How to use multi GPU training in tao-toolkit-api(K8s)

• Hardware (RTX3080*2)
• Network Type (Classification)
• api-helm-version(tao-toolkit-api-4.0.0.tgz)

I want to know whether this toolkit supports multi-card parallel training or not?
if yes, how to change gpu’s setting in spec json file or what kind of limits on using?

We are using tao-toolkit-api for developing a AI training cluster, this is a very important question for our team, I desperately want to know the answer, thanks for yoyr reply

Yes, it supports. You can change numGpus: 1 in values.yaml.
Refer to Deployment - NVIDIA Docs

Hi thanks for your response , but I had changed the numGpus already but I still can’t use two gpu to run parallel training.
The attachment is the GPU usage I monitored when executing the training task and the kubectl pod description.
Is there any other config I should changed to used multi GPU run a single training task?
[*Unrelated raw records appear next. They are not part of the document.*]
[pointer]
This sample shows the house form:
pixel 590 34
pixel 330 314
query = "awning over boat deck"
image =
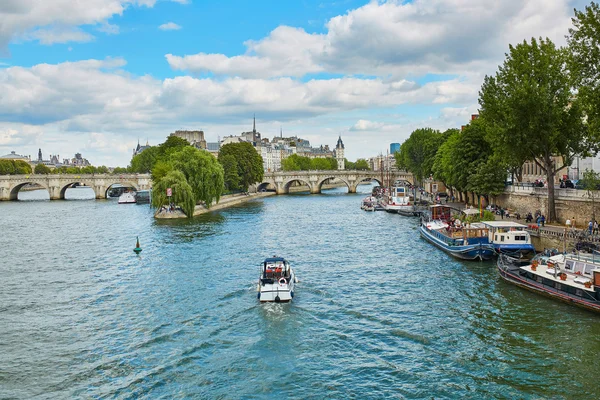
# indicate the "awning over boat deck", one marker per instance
pixel 504 224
May I know which network did you run?

Hi here is my train.json in pvc, I’m running a classification with resnet

hi @iga00257 ,
could you please share the pods logs when you launch the training with commands below?
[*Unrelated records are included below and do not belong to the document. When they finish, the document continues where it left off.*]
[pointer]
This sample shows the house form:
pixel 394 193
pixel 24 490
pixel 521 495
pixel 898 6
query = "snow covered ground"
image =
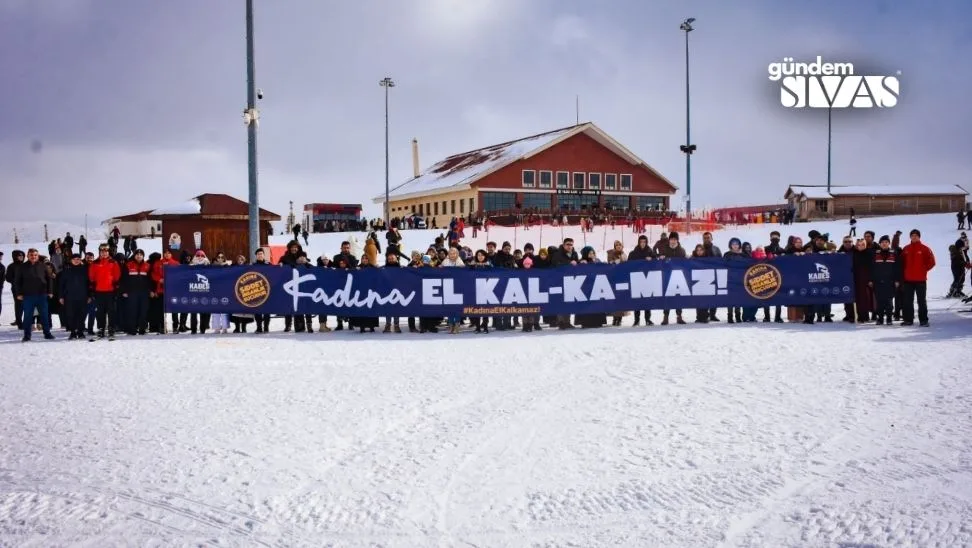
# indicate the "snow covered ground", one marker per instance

kubectl logs -f <training pod id>
kubectl describe pod <training pod id>
kubectl logs -f  tao-toolkit-api-workflow-pod-69b75
kubectl describe pod tao-toolkit-api-workflow-pod-69b75

the training pod id will be like :

are you running the getting_started_v4.0.0/notebooks/tao_api_starter_kit/api/automl/classification.ipynb or getting_started_v4.0.0/notebooks/tao_api_starter_kit/api/end2end/multiclass_classification.ipynb?

Here is pod describe
pod_descibe (4.3 KB)

I’m running

hi @iga00257
currently the end2end classification noteboook cannot support multi-gpu, and this feature will be enabled in TAO 5.0 soon.
You can try the autoML notebook which can launch training task with multi-gpu and give a better performance model with automatically selected hyperparameters.

Thanks for your response

I’d try the automl/classification.ipynb notebook
I confused about why every time I run this cell to create a job

It will create two pods, and one of the pod always get Error status then disappeared

and the monitor cell always stay on this response

here is the pod log of which status is Running,
Thank you for your patience~
pod_descibe (3.7 KB)

hi @iga00257
could you please share the pod logs, especially logs of the ERROR pod, you can use command such as

kubectl logs -f <error pod id>
kubectl logs -f tao-toolkit-api-workflow-pod

Hi there are no logs in Error pod

TAO-workflowpod_logs.txt (1.5 KB)

how did you install the tao-tookit-api, did you follow the bare-metal-setup or directly deployment using helm?

BTW, are there any files in the /mnt/nfs_share/default-tao-toolkit-api-pvc-pvc-<pvc-id>/users/<user-id>/models/<model-id>? Please upload these files so that we can get more information of this error.